The economic lessons of the COVID 19
pandemic are clear now. The economy is about people who produce goods and
services then sell them in markets, i.e., global trade. Without labor, production
declines regardless of how much capital is there.
Global growth will soon decline because of a
decline in aggregate supply. Declining demand will make the situation worse. Those
who claim that high growth is unnecessary or damaging will have to wake up and
re-examine their claim. When economies stop growing life becomes very
difficult.
The problem the world is facing now is not
about throwing money at people. Money and credit have nothing to do with
growth. It is about getting the production of goods and services to presume as
soon as possible, trade to continue, and global markets to function. It is
about labor now. The longer the pandemic lasts the more difficult the problem
becomes. Although loose monetary and fiscal policies are typical response in
such circumstances, health policy is most important. It is about managing the
pandemic, and it is about making sure that the workforce remains healthy.
The PM realizes that the problem is about
people first. Closing the border is the right decision.
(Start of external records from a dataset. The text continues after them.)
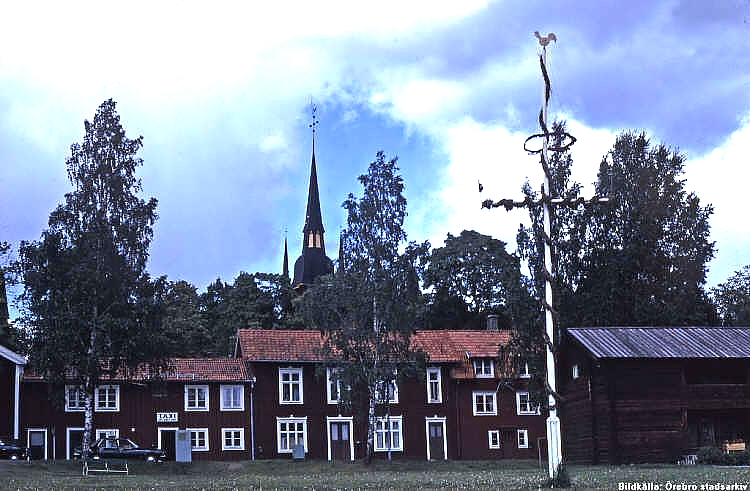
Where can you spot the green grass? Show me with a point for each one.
(278, 474)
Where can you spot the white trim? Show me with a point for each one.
(28, 439)
(68, 456)
(341, 419)
(232, 448)
(485, 393)
(525, 434)
(439, 399)
(199, 449)
(197, 408)
(427, 422)
(290, 419)
(222, 401)
(496, 433)
(117, 398)
(389, 420)
(290, 371)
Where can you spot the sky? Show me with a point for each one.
(221, 93)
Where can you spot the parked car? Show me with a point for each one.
(121, 448)
(12, 449)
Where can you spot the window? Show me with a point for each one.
(523, 438)
(291, 432)
(524, 405)
(199, 439)
(494, 437)
(75, 398)
(232, 398)
(434, 386)
(484, 404)
(484, 368)
(196, 398)
(333, 386)
(233, 439)
(290, 386)
(388, 434)
(107, 398)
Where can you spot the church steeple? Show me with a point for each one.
(313, 262)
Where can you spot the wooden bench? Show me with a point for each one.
(106, 466)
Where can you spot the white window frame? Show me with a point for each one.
(522, 433)
(329, 382)
(196, 431)
(481, 365)
(291, 419)
(387, 428)
(195, 407)
(103, 409)
(529, 410)
(291, 371)
(439, 381)
(496, 435)
(224, 406)
(106, 432)
(80, 399)
(226, 447)
(484, 395)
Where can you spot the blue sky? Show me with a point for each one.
(221, 94)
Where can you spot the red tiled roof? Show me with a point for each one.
(299, 345)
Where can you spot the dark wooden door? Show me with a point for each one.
(340, 440)
(437, 440)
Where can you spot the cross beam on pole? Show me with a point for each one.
(554, 441)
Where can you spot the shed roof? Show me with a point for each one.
(664, 342)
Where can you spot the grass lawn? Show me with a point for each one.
(395, 475)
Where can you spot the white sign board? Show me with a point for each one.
(166, 417)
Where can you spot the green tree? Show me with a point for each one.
(369, 310)
(732, 299)
(91, 306)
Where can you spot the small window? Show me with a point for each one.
(291, 432)
(524, 405)
(494, 437)
(232, 398)
(484, 368)
(434, 385)
(290, 386)
(523, 438)
(388, 434)
(484, 404)
(75, 398)
(196, 398)
(233, 439)
(199, 439)
(107, 398)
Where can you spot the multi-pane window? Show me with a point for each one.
(388, 434)
(484, 403)
(107, 398)
(484, 368)
(291, 432)
(494, 439)
(196, 398)
(75, 398)
(232, 398)
(233, 439)
(199, 439)
(290, 385)
(523, 438)
(434, 390)
(524, 405)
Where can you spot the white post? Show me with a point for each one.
(554, 447)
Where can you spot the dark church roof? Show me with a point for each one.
(664, 342)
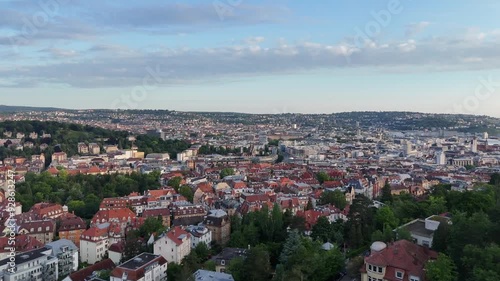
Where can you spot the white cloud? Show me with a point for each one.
(416, 28)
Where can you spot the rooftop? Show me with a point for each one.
(139, 261)
(204, 275)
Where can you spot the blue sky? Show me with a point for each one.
(252, 56)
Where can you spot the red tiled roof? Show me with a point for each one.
(404, 256)
(175, 233)
(82, 275)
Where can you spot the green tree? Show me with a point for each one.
(187, 192)
(386, 193)
(441, 236)
(479, 262)
(442, 269)
(175, 183)
(385, 216)
(322, 230)
(226, 172)
(150, 226)
(322, 177)
(336, 198)
(237, 269)
(403, 233)
(257, 264)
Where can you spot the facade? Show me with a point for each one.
(199, 234)
(205, 275)
(94, 244)
(36, 265)
(67, 255)
(422, 231)
(71, 228)
(173, 245)
(217, 221)
(144, 267)
(223, 259)
(42, 230)
(399, 261)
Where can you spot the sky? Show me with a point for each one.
(252, 56)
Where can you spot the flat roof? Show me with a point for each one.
(139, 261)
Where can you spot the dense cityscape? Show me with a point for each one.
(226, 196)
(249, 140)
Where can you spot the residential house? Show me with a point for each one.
(42, 230)
(94, 149)
(23, 243)
(401, 260)
(35, 265)
(217, 221)
(58, 157)
(184, 213)
(47, 210)
(115, 252)
(88, 273)
(173, 245)
(67, 254)
(94, 243)
(144, 267)
(122, 217)
(223, 259)
(422, 231)
(199, 234)
(71, 228)
(83, 148)
(163, 213)
(205, 275)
Responsible private
institutions could suspend work, gatherings, parties, games, etc. without
government instructions. Nonetheless, the economy will suffer especially if the
pandemic takes longer to control and NZ winter catches up with it.
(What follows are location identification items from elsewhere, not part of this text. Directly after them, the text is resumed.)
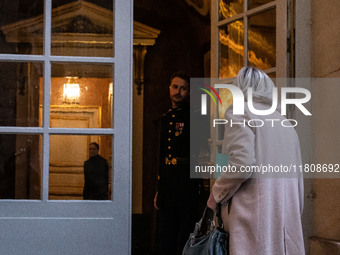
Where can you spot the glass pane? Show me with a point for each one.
(22, 26)
(81, 28)
(19, 93)
(231, 49)
(229, 8)
(262, 40)
(255, 3)
(20, 166)
(78, 170)
(81, 96)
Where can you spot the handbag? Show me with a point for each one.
(207, 239)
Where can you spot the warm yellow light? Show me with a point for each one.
(71, 92)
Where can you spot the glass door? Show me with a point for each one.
(65, 126)
(246, 33)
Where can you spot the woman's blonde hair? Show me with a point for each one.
(262, 86)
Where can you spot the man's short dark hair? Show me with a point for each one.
(95, 144)
(181, 74)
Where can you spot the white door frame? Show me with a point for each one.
(78, 227)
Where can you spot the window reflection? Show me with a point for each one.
(229, 8)
(255, 3)
(81, 96)
(79, 28)
(231, 55)
(19, 93)
(76, 172)
(19, 34)
(262, 40)
(88, 32)
(20, 166)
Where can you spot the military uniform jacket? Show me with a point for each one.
(175, 187)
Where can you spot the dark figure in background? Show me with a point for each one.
(177, 195)
(96, 175)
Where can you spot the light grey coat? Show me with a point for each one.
(264, 216)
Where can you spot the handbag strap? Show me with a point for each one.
(219, 215)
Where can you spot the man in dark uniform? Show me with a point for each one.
(96, 175)
(177, 195)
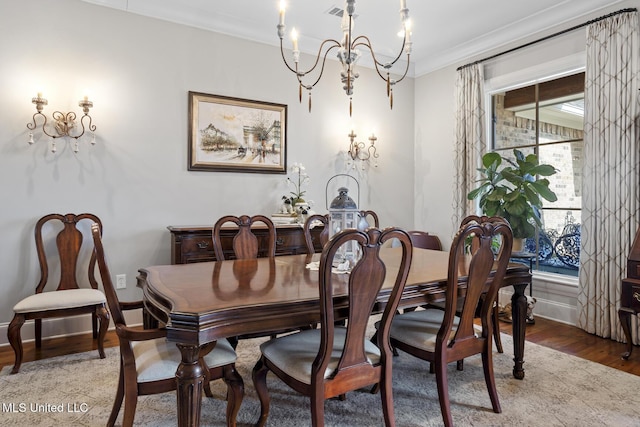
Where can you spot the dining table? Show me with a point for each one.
(200, 303)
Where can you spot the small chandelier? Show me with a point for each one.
(357, 149)
(65, 123)
(348, 54)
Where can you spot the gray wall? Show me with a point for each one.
(138, 72)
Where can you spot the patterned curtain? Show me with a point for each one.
(470, 139)
(610, 205)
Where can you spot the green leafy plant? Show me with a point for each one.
(515, 191)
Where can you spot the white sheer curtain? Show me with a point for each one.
(611, 199)
(470, 138)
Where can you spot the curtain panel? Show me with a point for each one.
(470, 142)
(611, 174)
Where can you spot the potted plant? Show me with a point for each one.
(515, 191)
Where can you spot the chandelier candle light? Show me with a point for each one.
(348, 53)
(65, 122)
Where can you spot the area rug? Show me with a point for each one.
(558, 390)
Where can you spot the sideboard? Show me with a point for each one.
(195, 244)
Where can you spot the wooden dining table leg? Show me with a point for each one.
(190, 378)
(518, 315)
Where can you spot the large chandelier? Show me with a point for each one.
(348, 54)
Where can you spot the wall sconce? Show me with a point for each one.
(357, 150)
(65, 123)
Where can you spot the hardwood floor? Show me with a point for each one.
(558, 336)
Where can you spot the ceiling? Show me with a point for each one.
(444, 32)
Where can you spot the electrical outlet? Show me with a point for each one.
(121, 281)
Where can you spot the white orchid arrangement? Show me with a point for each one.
(300, 178)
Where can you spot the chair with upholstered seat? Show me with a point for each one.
(442, 336)
(68, 299)
(245, 246)
(245, 243)
(424, 240)
(332, 360)
(148, 362)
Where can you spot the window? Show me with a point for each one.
(547, 119)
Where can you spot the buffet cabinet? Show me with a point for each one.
(195, 244)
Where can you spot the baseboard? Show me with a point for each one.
(61, 327)
(563, 312)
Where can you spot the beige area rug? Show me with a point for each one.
(558, 390)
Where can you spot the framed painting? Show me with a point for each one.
(236, 135)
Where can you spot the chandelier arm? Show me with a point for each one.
(284, 59)
(367, 44)
(304, 73)
(324, 60)
(34, 125)
(406, 70)
(377, 64)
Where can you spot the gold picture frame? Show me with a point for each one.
(236, 135)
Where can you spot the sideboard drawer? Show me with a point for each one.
(195, 244)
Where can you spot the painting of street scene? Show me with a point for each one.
(231, 134)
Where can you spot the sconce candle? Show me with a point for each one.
(357, 149)
(64, 122)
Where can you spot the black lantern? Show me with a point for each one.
(344, 214)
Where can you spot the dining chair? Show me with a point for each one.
(312, 221)
(245, 243)
(245, 246)
(68, 299)
(444, 336)
(148, 362)
(332, 360)
(424, 240)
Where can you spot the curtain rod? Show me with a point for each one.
(548, 37)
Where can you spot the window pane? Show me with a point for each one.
(547, 119)
(512, 129)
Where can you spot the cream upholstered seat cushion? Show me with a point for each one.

My current research is about the effect of
OCR on bank lending rate in New Zealand. The paper is work-in-progress, but here is
what we found so far. My coauthor and I model a profit-maximizing
representative NZ bank subject to a capital-asset ratio, and estimate the
model. We make baseline projections to 2024 and examine additional projections
under a number of counterfactual scenarios. The counterfactual scenarios include an OCR cut to 0.50,
0.25 (which is today’s announcement), zero, then –0.25 and –0.50. Everything
else remains unchanged; the bank lending rate tumbles and eventually
goes negative when the OCR is negative. Banks have to generate additional
revenues, or reduce cost in order to keep profit unchanged; otherwise, profit
will decline sharply and some banks may suffer substantial losses. It is important
that we do not create the conditions for a banking crisis.